Peu de gens réalisent l’ampleur de la chute qui nous attend. Peu de gens veulent entendre parler de la réalité : Aux Etats-Unis, la production va baisser de plus d’un tiers au deuxième trimestre, et sans doute d’un cinquième sur toute l’année ; en Europe, ce sera à peine moins. Aux Etats-Unis, près d’un quart de la population est menacé de perdre son emploi ; en Europe, ce sera à peine moins. En France, une entreprise sur quatre envisage de licencier. Dans les pays émergents, 1,6 milliards de gens, travaillant dans le secteur informel, vont sans doute perdre la seule source de revenu de leur famille.

Est-ce qu’on comprend vraiment ce que ces données signifient ? Quand va-t-on le réaliser ?

Quand va-t-on se résigner à admettre que, sans médicament ni vaccin, un retour de la pandémie peut rendre l’avenir plus sombre encore ? Quand va-t-on cesser de ne regarder que les sourires du printemps pour accepter de voir l’immensité des drames à venir pendant l’automne, et des chantiers à ouvrir pendant l’été, pour les éviter ?

Quand va-t-on cesser de croire qu’un déluge d’argent suffira à fournir à l’économie mondiale les moyens de franchir sans dommage ce précipice ?

Car ce n’est pas en noyant de crédit les entreprises que les banques centrales pourront les sauver d’une crise de solvabilité.

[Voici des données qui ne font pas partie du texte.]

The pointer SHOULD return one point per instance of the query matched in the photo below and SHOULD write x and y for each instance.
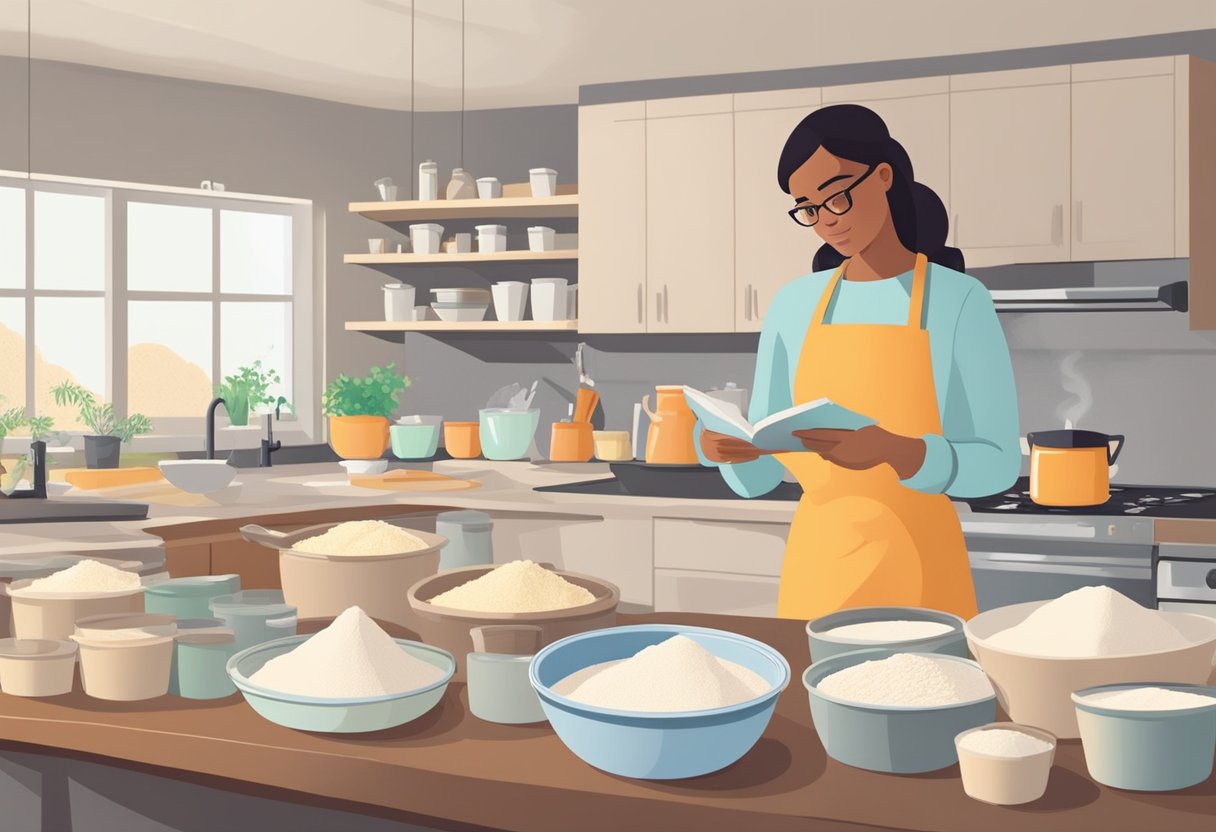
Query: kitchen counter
(451, 769)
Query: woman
(888, 327)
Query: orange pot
(462, 439)
(359, 437)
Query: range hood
(1171, 297)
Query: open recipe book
(773, 432)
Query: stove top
(1130, 500)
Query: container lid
(252, 602)
(1070, 439)
(469, 518)
(35, 648)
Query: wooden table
(457, 771)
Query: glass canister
(469, 539)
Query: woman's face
(825, 176)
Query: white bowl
(198, 476)
(460, 313)
(364, 467)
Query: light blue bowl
(414, 442)
(189, 597)
(656, 746)
(825, 645)
(891, 738)
(1147, 751)
(507, 434)
(307, 713)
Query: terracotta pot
(359, 437)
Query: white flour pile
(361, 538)
(1092, 620)
(676, 674)
(1149, 698)
(514, 588)
(908, 680)
(887, 631)
(86, 577)
(353, 657)
(1003, 742)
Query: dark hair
(860, 135)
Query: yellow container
(613, 445)
(570, 442)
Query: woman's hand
(866, 448)
(721, 448)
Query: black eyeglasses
(839, 203)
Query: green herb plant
(373, 394)
(100, 417)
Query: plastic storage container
(1006, 781)
(1147, 751)
(549, 298)
(189, 597)
(255, 616)
(468, 539)
(37, 667)
(125, 669)
(200, 664)
(507, 434)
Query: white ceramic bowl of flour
(1036, 689)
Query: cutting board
(93, 478)
(405, 479)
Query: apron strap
(916, 302)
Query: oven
(1186, 578)
(1019, 558)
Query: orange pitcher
(670, 440)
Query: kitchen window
(148, 296)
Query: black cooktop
(1125, 500)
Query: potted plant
(359, 409)
(101, 448)
(247, 389)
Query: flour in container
(1003, 742)
(361, 538)
(85, 577)
(673, 675)
(889, 631)
(352, 658)
(1092, 620)
(1149, 698)
(908, 680)
(518, 586)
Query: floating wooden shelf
(465, 326)
(417, 211)
(473, 257)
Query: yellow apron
(861, 538)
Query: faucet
(209, 439)
(269, 445)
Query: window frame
(179, 433)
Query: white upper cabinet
(770, 248)
(612, 218)
(690, 208)
(1009, 166)
(1124, 159)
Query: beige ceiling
(519, 52)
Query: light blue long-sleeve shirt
(978, 451)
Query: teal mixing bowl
(356, 715)
(1147, 751)
(891, 738)
(414, 442)
(507, 434)
(189, 597)
(656, 746)
(826, 645)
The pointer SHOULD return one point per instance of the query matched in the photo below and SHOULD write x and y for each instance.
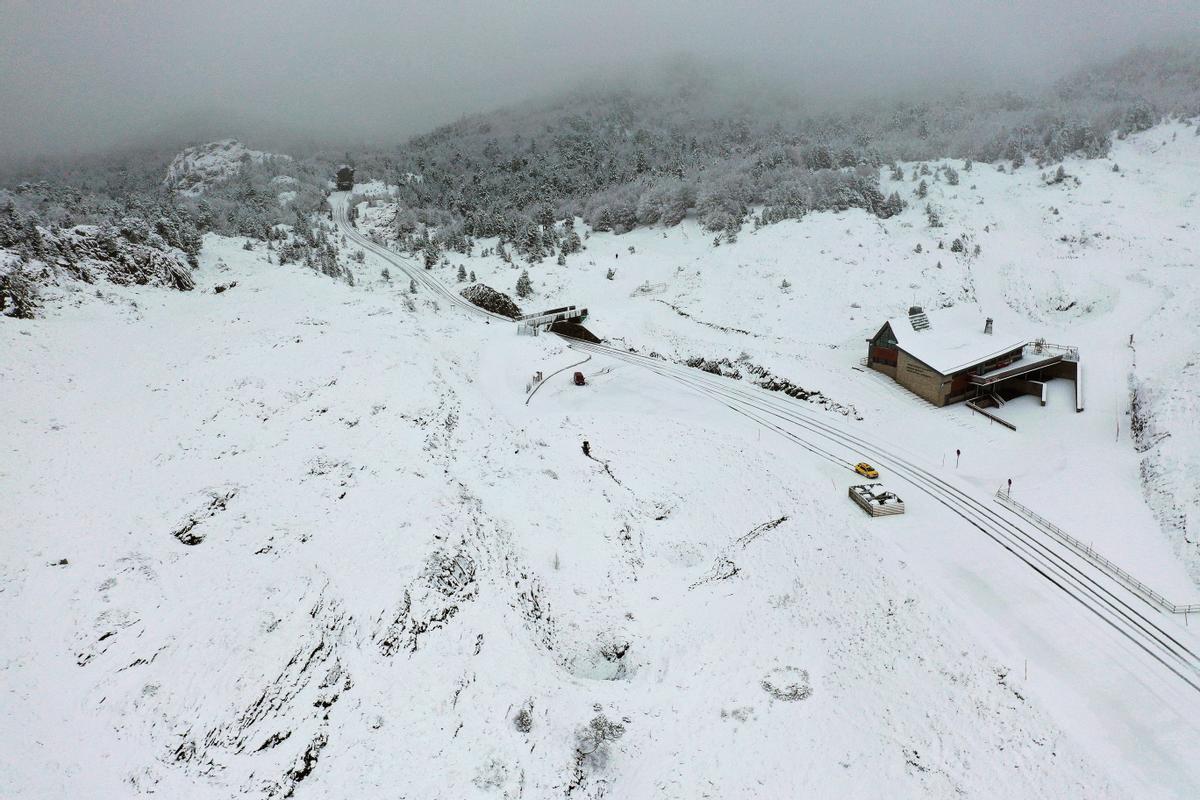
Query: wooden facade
(885, 354)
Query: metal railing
(1041, 347)
(1095, 558)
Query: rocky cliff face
(489, 299)
(196, 169)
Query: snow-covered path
(1110, 655)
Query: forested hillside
(687, 139)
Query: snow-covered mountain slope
(304, 539)
(197, 168)
(1105, 253)
(299, 539)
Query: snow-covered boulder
(198, 168)
(489, 299)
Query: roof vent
(918, 319)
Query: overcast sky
(100, 73)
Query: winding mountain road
(1140, 624)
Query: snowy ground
(317, 543)
(1083, 264)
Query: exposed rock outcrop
(489, 299)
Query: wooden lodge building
(953, 355)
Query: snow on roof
(954, 338)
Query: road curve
(1127, 614)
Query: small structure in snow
(876, 500)
(954, 354)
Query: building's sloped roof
(954, 340)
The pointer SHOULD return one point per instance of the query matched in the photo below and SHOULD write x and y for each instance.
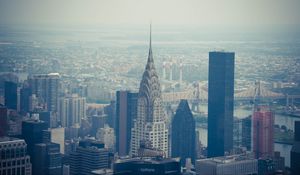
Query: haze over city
(149, 87)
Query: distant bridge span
(198, 93)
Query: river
(280, 120)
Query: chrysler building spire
(150, 125)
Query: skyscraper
(11, 95)
(47, 159)
(126, 111)
(183, 133)
(13, 157)
(32, 133)
(246, 132)
(45, 86)
(25, 94)
(71, 110)
(295, 152)
(89, 155)
(150, 125)
(220, 103)
(263, 132)
(3, 120)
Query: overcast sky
(221, 13)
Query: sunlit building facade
(150, 125)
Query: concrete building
(295, 152)
(11, 95)
(183, 133)
(14, 158)
(107, 136)
(243, 164)
(126, 112)
(150, 125)
(137, 166)
(71, 110)
(3, 121)
(55, 135)
(89, 155)
(263, 132)
(220, 103)
(246, 132)
(47, 159)
(46, 89)
(32, 133)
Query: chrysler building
(150, 126)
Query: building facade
(220, 103)
(235, 164)
(13, 157)
(263, 132)
(126, 111)
(183, 133)
(46, 89)
(295, 152)
(11, 95)
(71, 110)
(246, 132)
(150, 125)
(47, 159)
(89, 155)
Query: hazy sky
(240, 13)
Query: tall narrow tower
(220, 103)
(263, 132)
(150, 125)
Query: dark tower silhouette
(183, 133)
(11, 96)
(295, 152)
(126, 111)
(220, 103)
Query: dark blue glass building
(220, 103)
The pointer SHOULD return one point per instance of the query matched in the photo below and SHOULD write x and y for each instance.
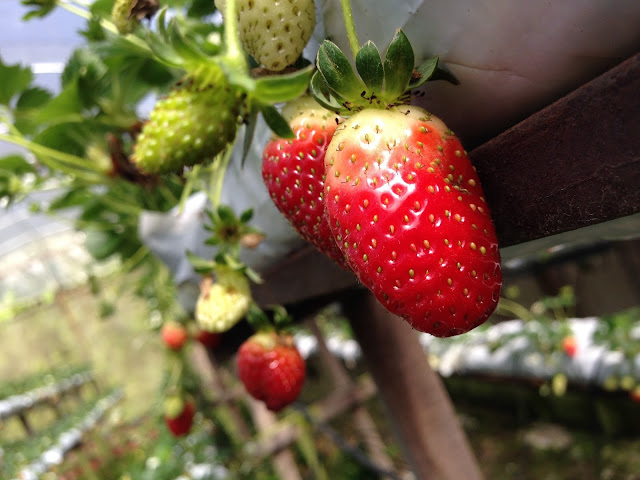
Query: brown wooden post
(284, 463)
(423, 416)
(25, 423)
(361, 418)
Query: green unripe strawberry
(274, 32)
(189, 126)
(122, 18)
(223, 303)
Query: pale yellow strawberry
(223, 302)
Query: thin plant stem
(509, 306)
(350, 27)
(57, 160)
(216, 180)
(231, 39)
(134, 260)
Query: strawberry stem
(350, 27)
(506, 306)
(232, 44)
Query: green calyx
(378, 83)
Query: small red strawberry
(406, 207)
(190, 126)
(293, 171)
(174, 335)
(271, 369)
(178, 415)
(569, 346)
(274, 33)
(208, 339)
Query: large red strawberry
(174, 335)
(293, 171)
(208, 339)
(406, 207)
(271, 369)
(178, 415)
(403, 200)
(274, 33)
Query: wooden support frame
(574, 164)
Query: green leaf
(246, 216)
(226, 214)
(41, 9)
(200, 265)
(101, 244)
(16, 164)
(337, 72)
(282, 88)
(398, 66)
(15, 79)
(276, 122)
(369, 66)
(184, 46)
(94, 31)
(442, 73)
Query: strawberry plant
(271, 369)
(293, 171)
(403, 200)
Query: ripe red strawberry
(274, 33)
(174, 335)
(569, 346)
(178, 415)
(293, 171)
(208, 339)
(271, 369)
(122, 18)
(406, 207)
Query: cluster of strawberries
(383, 188)
(391, 194)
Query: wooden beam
(573, 164)
(422, 415)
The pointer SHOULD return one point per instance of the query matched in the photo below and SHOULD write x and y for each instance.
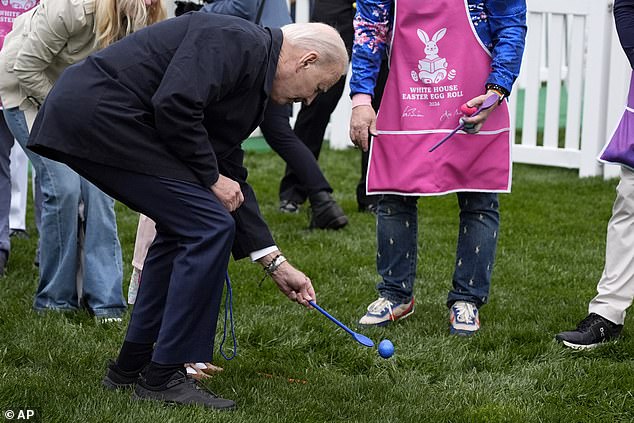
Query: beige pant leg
(616, 286)
(145, 234)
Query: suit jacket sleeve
(252, 232)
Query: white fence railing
(573, 67)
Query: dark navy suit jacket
(175, 100)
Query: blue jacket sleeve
(507, 26)
(245, 9)
(624, 18)
(371, 27)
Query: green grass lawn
(550, 256)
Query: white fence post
(596, 86)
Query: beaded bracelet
(499, 90)
(273, 266)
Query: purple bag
(620, 149)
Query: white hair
(321, 38)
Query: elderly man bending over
(156, 121)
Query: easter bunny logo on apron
(433, 68)
(437, 63)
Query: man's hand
(228, 192)
(474, 124)
(362, 124)
(294, 284)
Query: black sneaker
(289, 206)
(590, 332)
(4, 257)
(180, 389)
(325, 212)
(116, 378)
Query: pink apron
(437, 63)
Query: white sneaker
(133, 288)
(463, 318)
(384, 311)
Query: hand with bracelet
(474, 124)
(292, 282)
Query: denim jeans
(397, 228)
(6, 142)
(60, 257)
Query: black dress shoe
(181, 389)
(116, 378)
(325, 212)
(289, 206)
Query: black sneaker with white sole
(116, 378)
(590, 332)
(181, 389)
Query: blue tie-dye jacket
(500, 24)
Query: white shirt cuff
(256, 255)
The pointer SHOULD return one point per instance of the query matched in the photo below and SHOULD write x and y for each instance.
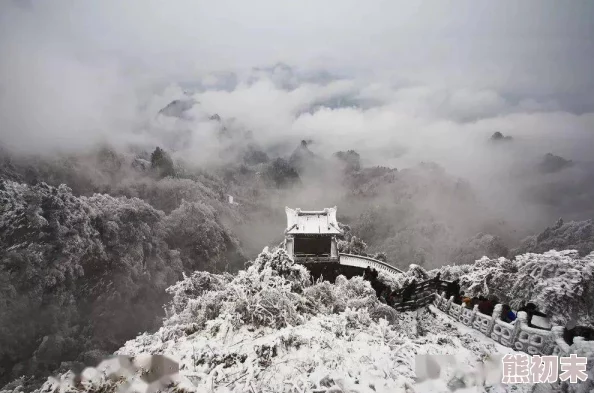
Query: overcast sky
(75, 69)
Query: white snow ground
(268, 330)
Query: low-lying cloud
(399, 82)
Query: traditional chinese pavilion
(311, 236)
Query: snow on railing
(364, 262)
(518, 335)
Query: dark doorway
(312, 246)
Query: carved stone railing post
(516, 331)
(461, 313)
(558, 345)
(521, 320)
(494, 317)
(473, 314)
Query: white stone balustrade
(518, 335)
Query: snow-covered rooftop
(322, 222)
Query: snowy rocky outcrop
(270, 329)
(80, 275)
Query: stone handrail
(518, 335)
(364, 262)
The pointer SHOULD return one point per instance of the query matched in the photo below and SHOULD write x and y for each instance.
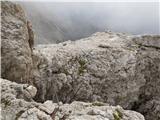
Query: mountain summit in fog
(57, 22)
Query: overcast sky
(82, 17)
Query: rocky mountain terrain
(107, 76)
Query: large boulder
(16, 105)
(16, 51)
(109, 67)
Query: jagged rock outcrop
(108, 67)
(16, 53)
(114, 68)
(15, 107)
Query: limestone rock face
(15, 51)
(109, 67)
(15, 107)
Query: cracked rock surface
(16, 108)
(114, 68)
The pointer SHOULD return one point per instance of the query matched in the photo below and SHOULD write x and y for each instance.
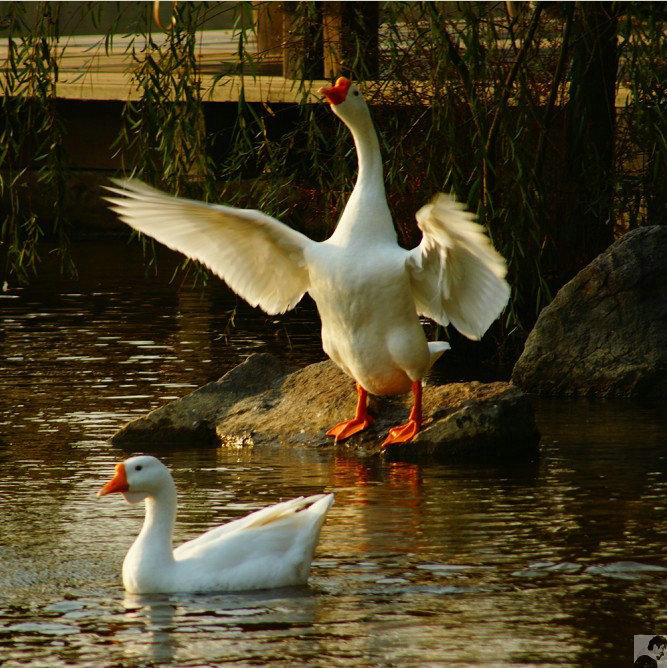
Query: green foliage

Ce n’est pas non plus en leur apportant du capital que l’Etat pourra les sauver d’une absence de chiffre d’affaires ; à moins qu’on soit prêt à nationaliser tous les restaurants et toutes les PME.

On ne les sauvera qu’en les aidant à trouver des clients.

Et pour cela, il faut les amener à produire au plus vite ce pourquoi les consommateurs seront peut-être prêts à débourser les sommes vertigineuses qu’ils épargnent depuis des mois. Cela suppose d’orienter les producteurs vers ce que je nomme les « industries de la vie ». Et de former en urgence à ces nouveaux métiers tous ceux qui, sans cela, se retrouveront bientôt au chômage. Et pour très longtemps.

Pour relever un tel défi, on ne peut se contenter de ne se préoccuper que de ce qui va se passer dans les quinze prochains jours, ou même dans les deux prochains mois ; de croire qu’il suffira de continuer à vivre comme par le passé et d’attendre le retour du monde d’antan ; de croire que le virtuel, qui nous a envahi, nous protègera des drames du réel.

Si on ne le fait pas au plus vite, le pire est certain ; et cette brève période qui suivit le confinement paraîtra bientôt même comme un moment très heureux. Comme le dernier moment d’une civilisation en suspens avant sa chute.

Il est encore temps d’éviter de s’engager au-dessus de la falaise et de prendre un autre chemin. Il y faudra beaucoup de courage. Rien n’est plus difficile que de s’extraire d’un déni de réalité. Rien non plus ne rend plus libre.